Here’s an interesting recent post about ChatGPT’s impact on the environment, which makes for good food for thought. (Spoiler: the article claims it’s essentially negligible.)
-
LLMs and the environment
-
Stephen’s neural-nets-in-torch primer posted
Here’s my primer on using the basic neural net functionality in PyTorch. Enjoy!
-
A penny (+5XP, actually) for your thoughts
You can earn up to +5XP (or maybe even +10XP if what you write is exceptionally good) by reading and responding to this blog post. You don’t need to do anything to “turn it in” per se; I’ll automatically notice the comment coming in via the comment form. Do use some semblance of either your real name, or your class screen name, though.
Quality beats quantity: I’m not looking for a novel, but rather thoughtful and meaty thoughts. The first reply on there is from my daughter Lizzy; if you want a benchmark, I would call her comments “exceptionally good” and would award her the higher total if she were in the class.
This is due one week from today (Thu Nov 13 at midnight).
-
Accuracy metrics: the binary vs multiclass case
One thing I didn’t make sufficiently clear (and which our in-class multiclass XP example unfortunately probably didn’t help) is how metrics are treated differently for binary classification vs. multiclass classification.
Here’s the deal. Whenever you perform a classification task, you have one of the following two scenarios:
- Binary. You have only one “thing” you’re trying to detect. Example: you’re detecting “politically polarized texts.” (Everything else is a “not-politically-polarized text.”)
- Multiclass. You have multiple “things” you’re trying to detect. Example: you’re detecting whether a Federalist Paper was authored by Hamilton, Madison, or Jay.
In the binary case, one normally designates one of the two options as the “primary option” (for instance, “politically-polarized”) and computes precision, recall, and F1-score based on only that primary option. One does not normally compute precision/recall/F1-score for “politically-polarized” and also precision/recall/F1-score for “not politically polarized” and then use micro- or macro-averaging.
The only time you need to (and should) use micro/macro-averaging is in the multiclass case, when you have more than two labels you’re classifying everything in. Then, the only real way to take into account “how well do I do in identifying Hamilton? Madison? Jay?” is to compute three separate precision/recall/F1-scores and average them.
It’s quite possible that I didn’t make this sufficiently clear, and that the fact that we did a multiclass example in lecture reinforced the idea that you always needed to compute separate metrics and average them, even in the binary case.

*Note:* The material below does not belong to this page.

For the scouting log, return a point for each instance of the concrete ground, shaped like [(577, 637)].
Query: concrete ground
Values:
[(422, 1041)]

All this to say: if on Quiz #3 — which had a binary classification example (“passive-aggressive” or not) — you did the multiclass technique of computing scores for “passive-aggressive” and “non-passive-aggressive” separately and then averaging them, I will forgive this venial sin and give you your points back for that. If this is the case, please send me an email with the number of XP you missed for that reason and I’ll post on the scoreboard.
-
Book version!
Gah! Somebody just pointed out to me that Dan and Jim, on their website, have a new version of the book available. This is great but the page numbers DO NOT match the ones I’m using!
So please keep up with the specified reading pages in the version I have posted in the link above, not on the updated version!
-
Go team!
Quiz #3 has now been graded and recorded on the scoreboard. You’ll be delighted to know that we had a perfect 21 out of 21 correct Honor Pledges, so everyone has earned the XP I promised. Keep it up!!

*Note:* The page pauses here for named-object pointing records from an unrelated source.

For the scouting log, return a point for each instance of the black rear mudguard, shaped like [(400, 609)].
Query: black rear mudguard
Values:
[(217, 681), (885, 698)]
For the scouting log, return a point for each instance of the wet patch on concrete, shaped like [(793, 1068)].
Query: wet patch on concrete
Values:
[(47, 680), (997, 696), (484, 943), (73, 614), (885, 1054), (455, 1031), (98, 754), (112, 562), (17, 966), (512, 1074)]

(Btw, if you still think some part of your quiz was graded in error, please let me know and explain your reasoning.)
-
Don’t freak out about the quiz answers
There’s more than one legitimate way to compute some of the things on quiz #3, and I will be awarding credit to any of those legitimate ways. So don’t freak out if your initial quiz score computed by Canvas is lower than you think it should be. I’ll be doing systematic, surgical regrades after everyone submits.
-
Homework #4 (team assignment) posted!
Homework #4 has finally been posted, and is due a week from Wednesday. (Hint: DO! NOT! PROCRASTINATE! on this one! There are a lot of moving parts.)
As announced in class, this is a team assignment of sorts. If you wish, your whole team of 3 or 4 can turn in just one submission. Or, if you prefer, you can simply share corpora with each other but each write your own software yourself. It’s up to you.
Finally, if you do not already have a team, and want a team, but you don’t know who to ask, email me and I will assign you to a team.
Good luck!
-
Performance metrics code posted
The code that computes classification performance metrics like accuracy, precision, recall, F-measure (Fβ) and the macro/micro-averaged versions of these, has been posted to the class github repo in the file measures.py.
-
TF-IDF binary classifier code posted
I have posted to the class repo the IMDB movie review classification code from the last few days in class:
- wordcount_encoder.py
- train_movies.py
- eval_movies.py
- interact_movies.py
These four files work together to accomplish all the wonderful things we wrote and demo’d together in class. They are also a key starting point for your upcoming homework #4, should you choose to use them.